Teens Kill 900 Chickens, Are Completely Insane
This week saw teens getting arrested for poultry genocide and flamingo death, attempting to join the Islamic State, and winning the Nobel Prize.
Poultry be warned: Teens are legion. Photo via Flickr user Elizabeth Prata
When news emerged late last week that unknown persons had broken into a Fresno, California, Foster Farms poultry plant and killed 920 chickens with a golf club—and possibly another blunt object—I could feel my adult acne tingle. I didn't know it for sure just yet, but I had a strong suspicion of who the culprits were: teens. Sadly, I was correct. This week, an 18-year-old, two 17-year-olds, and a 15-year-old were arrested for the crime.
For reasons of taste and humanity, we in the news media do not speculate about certain things, like how exactly anyone—even a quartet of highly motivated teens—could kill nearly 1,000 birds with a golf club. I'm not saying that they should be celebrated for their animal cruelty, but there's no question that it's an achievement. I've never killed a chicken, so I have no idea how difficult it is. I have been to a driving range, though, and I know that after a few dozen swings, your arms get pretty tired. Even if we assume these boys each killed the same number of birds, we're still talking a few hundred hard strokes each. Plus, it must have taken hours. Not to mention the sound, and the smell, and all the bodily fluids. As Fresno County Deputy Chris Curtice told CBS News, "You can't do that much damage to animals and not have blood on your clothing."

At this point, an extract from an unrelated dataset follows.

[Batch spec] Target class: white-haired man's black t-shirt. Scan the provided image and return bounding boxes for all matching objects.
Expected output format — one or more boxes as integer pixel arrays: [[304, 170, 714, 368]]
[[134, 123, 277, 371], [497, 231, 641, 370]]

The whole incident is just completely unfathomable. Really the only thing that we don't have to wonder about is motive, because the only possible explanation for beating nearly a thousand chickens to death with a golf club is that you're nuts. To quote Foster Farms employee Antonio Puentes, "It's crazy that someone would break into the chicken shed to kill them. It's just crazy."
Here's the rest of This Week in Teens:
–Not all teens are animal-slaughtering lunatics! Just this morning, famed 17-year-old activist Malala Yousafzi won the Nobel Peace Prize, making her the youngest-ever winner of that award by 15 years. In 2012 the Pakistani schoolgirl was shot in the head by the Taliban as punishment for blogging in favor of women's right to education. She survived the attack and has continued working as an activist; late last year she met with fellow Nobel Peace Prize winner (remember that?) Barack Obama in the Oval Office and bravely told him that American drones are creating more terrorists. This year, she continued her streak of schooling adults by informing Nigerian President Goodluck Jonathan that his country needed to do more to recover the hundreds of schoolgirls kidnapped by Boko Haram. In August, she FaceTimed with ex-teen Justin Bieber. Fun fact: Like most teens, she believes in socialism.

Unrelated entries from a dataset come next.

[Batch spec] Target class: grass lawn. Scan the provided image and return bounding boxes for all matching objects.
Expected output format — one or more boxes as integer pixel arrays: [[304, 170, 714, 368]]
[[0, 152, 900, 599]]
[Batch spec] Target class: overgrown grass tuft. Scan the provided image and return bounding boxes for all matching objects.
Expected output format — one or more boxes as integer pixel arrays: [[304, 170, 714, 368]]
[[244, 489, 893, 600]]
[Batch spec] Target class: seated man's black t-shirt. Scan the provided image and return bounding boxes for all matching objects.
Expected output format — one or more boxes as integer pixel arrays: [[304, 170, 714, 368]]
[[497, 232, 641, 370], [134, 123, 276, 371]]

–American teens continue to not live up to Malala's example. At the University of Southern Mississippi, a fraternity scavenger hunt asked participants to take a photo with a flamingo. Frat pledges being frat pledges, they decided to take things to the next level—hell yeah, bro. Now one pledge has been arrested and others are being investigated after they decided to steal a flamingo instead of taking the photograph. That led to the death of both the bird and its mate from injuries sustained during the kidnapping.
–Speaking of things that can no longer fly: In Chicago, a 19-year-old was arrested at O'Hare airport on his way to Turkey. It's alleged that he planned to head to Syria or Iraq and join the Islamic State. This incident led to all sorts of scaremongering, from local news asking if IS is a threat to the homeland to this noxious op-ed from Fox News's Greg Gutfeld arguing that the feds ought to have let him go because he should be thrown out of America “like the stinky garbage he is." While it is scary that an American got caught trying to travel to join IS, the fact is there have been very few of these incidents. According to the FBI, about a dozen US citizens are fighting alongside extremist groups in Syria. That's 12 people out of a 316 million Americans. Given the huge size of America and the relative ease of traveling around the world, it's actually kind of reassuring that more young people haven't tried to join the bloodshed. Good job, teens, at least you aren't joining the most terrifying terrorist army in the world.